Desde 2007, el Estado dominicano comenzó una ofensiva legal antihaitiana dirigida a erosionar el principio del ius solis (derecho de lugar). Un primer paso fue declarar a todos los haitianos que habían vivido en el país de manera irregular (no importa cuantos años) como «pasajeros en tránsito» con lo que ponía en cuestión la legalidad de sus usos del ius solis. Y en 2010 promulgó una nueva Constitución que junto al abrazo definitivo al ius sanguinis (derecho de sangre), ilegalizó el aborto en todas sus formas y proscribió las uniones legales entre homosexuales, entre otros exabruptos conservadores.

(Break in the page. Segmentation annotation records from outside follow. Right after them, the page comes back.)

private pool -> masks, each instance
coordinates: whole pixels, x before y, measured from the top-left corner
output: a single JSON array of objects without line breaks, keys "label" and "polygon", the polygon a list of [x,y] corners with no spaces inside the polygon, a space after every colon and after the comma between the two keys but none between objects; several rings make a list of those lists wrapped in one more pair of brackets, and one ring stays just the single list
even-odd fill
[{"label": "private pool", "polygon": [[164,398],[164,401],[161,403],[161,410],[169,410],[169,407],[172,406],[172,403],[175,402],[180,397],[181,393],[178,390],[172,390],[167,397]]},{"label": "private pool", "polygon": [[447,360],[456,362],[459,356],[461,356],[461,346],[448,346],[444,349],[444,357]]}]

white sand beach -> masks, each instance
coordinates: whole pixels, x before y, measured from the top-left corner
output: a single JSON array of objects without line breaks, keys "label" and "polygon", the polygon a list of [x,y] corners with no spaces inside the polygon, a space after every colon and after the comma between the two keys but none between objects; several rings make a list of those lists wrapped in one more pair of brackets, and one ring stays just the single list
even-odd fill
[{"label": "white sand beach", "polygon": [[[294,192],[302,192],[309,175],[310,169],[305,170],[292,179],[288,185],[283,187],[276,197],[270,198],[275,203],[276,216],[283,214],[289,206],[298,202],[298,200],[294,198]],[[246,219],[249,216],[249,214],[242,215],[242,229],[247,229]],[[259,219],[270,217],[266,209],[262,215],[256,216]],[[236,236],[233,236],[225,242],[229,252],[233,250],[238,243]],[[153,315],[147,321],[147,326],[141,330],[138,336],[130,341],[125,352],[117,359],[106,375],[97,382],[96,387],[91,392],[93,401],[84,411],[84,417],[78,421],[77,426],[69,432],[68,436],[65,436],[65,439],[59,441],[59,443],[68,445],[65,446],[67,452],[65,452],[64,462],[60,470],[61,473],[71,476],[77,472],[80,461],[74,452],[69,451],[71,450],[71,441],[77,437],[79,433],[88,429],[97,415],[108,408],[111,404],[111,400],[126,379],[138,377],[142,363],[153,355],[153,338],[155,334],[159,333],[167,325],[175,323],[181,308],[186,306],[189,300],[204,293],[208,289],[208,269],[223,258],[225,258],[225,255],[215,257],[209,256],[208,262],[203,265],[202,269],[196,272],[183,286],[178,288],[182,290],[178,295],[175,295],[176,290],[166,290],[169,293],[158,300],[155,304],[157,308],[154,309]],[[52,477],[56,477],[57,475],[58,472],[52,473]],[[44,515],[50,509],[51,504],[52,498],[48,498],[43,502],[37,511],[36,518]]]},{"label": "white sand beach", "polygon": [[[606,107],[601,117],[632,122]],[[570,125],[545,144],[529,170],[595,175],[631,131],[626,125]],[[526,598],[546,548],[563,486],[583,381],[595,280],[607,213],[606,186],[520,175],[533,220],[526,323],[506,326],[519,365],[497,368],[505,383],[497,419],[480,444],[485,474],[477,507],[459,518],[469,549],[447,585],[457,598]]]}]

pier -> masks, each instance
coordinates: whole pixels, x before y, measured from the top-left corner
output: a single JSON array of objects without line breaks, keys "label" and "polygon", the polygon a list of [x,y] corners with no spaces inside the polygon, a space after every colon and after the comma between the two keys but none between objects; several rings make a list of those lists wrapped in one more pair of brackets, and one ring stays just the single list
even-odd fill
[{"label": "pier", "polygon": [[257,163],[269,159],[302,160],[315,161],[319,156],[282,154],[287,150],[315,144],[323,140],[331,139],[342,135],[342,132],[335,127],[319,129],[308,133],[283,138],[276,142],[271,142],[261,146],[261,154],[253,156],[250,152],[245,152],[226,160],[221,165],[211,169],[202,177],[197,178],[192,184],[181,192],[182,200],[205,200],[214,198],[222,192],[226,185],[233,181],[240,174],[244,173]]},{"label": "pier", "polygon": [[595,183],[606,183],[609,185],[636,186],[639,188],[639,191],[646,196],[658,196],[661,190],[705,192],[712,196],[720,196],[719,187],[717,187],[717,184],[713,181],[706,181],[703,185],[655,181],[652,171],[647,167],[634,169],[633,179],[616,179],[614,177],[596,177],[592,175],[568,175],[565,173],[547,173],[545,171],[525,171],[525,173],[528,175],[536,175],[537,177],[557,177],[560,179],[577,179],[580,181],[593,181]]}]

Pero lo que nadie con un mínimo apego al pudor político podía prever, sucedió en 2013, cuando el Tribunal Constitucional, en abierta sintonía con el gobierno, emitió su resolución 168 que despojó de su nacionalidad a decenas de miles de dominico-haitianos –210.000 según cálculos de la Corte Interamericana de Derechos Humanos– que la habían adquirido desde 1929 a tenor del principio del ius solis. Se trata de un verdadero genocidio civil que solo se han permitido regímenes autoritarios del estilo del fascismo alemán en aquellos días en que los nazis rompían cristales y desnacionalizaban judíos.

La cruzada xenófoba

La promulgación de la resolución 168-13 fue un parteaguas en la historia de la inmigración haitiana. Miles de personas fueron despojadas de sus derechos, destruidos sus expedientes y privados de los mínimos accesos sociales que el país establece. Otros muchos perdieron oportunidades de vida, como becas y créditos. Centenares de niños no pudieron ser inscriptos legalmente, entrando a la vida en limbos legales que aún padecen, pues el sistema de regularización planteado por el gobierno no solo remite sus ciudadanos a la condición de migrantes, sino que resulta oscuro e inaccesible.

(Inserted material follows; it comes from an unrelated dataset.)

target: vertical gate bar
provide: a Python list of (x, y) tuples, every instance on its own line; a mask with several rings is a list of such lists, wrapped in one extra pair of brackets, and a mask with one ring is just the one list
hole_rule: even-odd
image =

Frente a la repulsa nacional e internacional, la respuesta de la derecha fue la puesta en marcha de una campaña intimidatoria chovinista que pidió la «muerte» a declarados «traidores» identificados por sus nombres públicamente. Esta campaña intimidatoria, con altibajos, no ha cesado desde entonces.

Sobre esta situación se montó el discurso presidencial del pasado 27 de febrero. El no implica un cambio de posición frente a los haitianos, sino solamente un recrudecimiento de la posición exclusionista y violenta que se ha mantenido desde 2013 con cobertura legal. Desde entonces la frontera, siempre militarizada, está aún más militarizada. El escenario público, luce más agresivamente xenófobo de lo que ya es habitual. Las deportaciones indiscriminadas, que desde 1996 son recursos usuales, son ahora más frecuentes y abusivas.

El presidente Medina sabe que no podrá conseguir un cambio en el comportamiento de la inmigración usando estos expedientes que siempre se han usado. Y conoce perfectamente que los inmigrantes haitianos –irregulares, desprovistos de derechos– son imprescindibles para la economía nacional.Pero la agitación nacionalista que conlleva es un excelente camuflaje para calzar sus desacreditadas aspiraciones reeleccionistas, para lo cual tendría que volver a modificar la Constitución, tal y como lo hizo en 2016 para garantizarse una primera reelección. Y lo es también para sepultar, en una marejada de mediocridad política, la emergencia de un movimiento anticorrupción que ha puesto en la calle a cientos de miles de dominicanos reclamando probidad pública. Para el presidente Medina y toda la clase política que le acompaña, es más sencillo poner en peligro a los cientos de miles de inmigrantes haitianos que explicar el destino final de los 92 millones de dólares pagados por Odebrecht en sobornos y la laxitud como el asunto ha sido abordado por la justicia, encausando solo a 14 funcionarios, algunos de bajo rango, y todos actualmente en libertad condicional.

Este es un problema complejo, tal y como lo han entendido los habitantes de la pequeña ciudad de Pedernales. Tras expulsar a los haitianos, que cruzaron la frontera aterrorizados por bandas de camorristas, se extendió un consenso de que había que revertir la medida. La ciudad –sus servicios, su comercio, su vida cotidiana– no funcionaba sin haitianos. Si seguimos así, dijo un tendero, «nos morimos de hambre, y el hambre tiene una cara muy fea».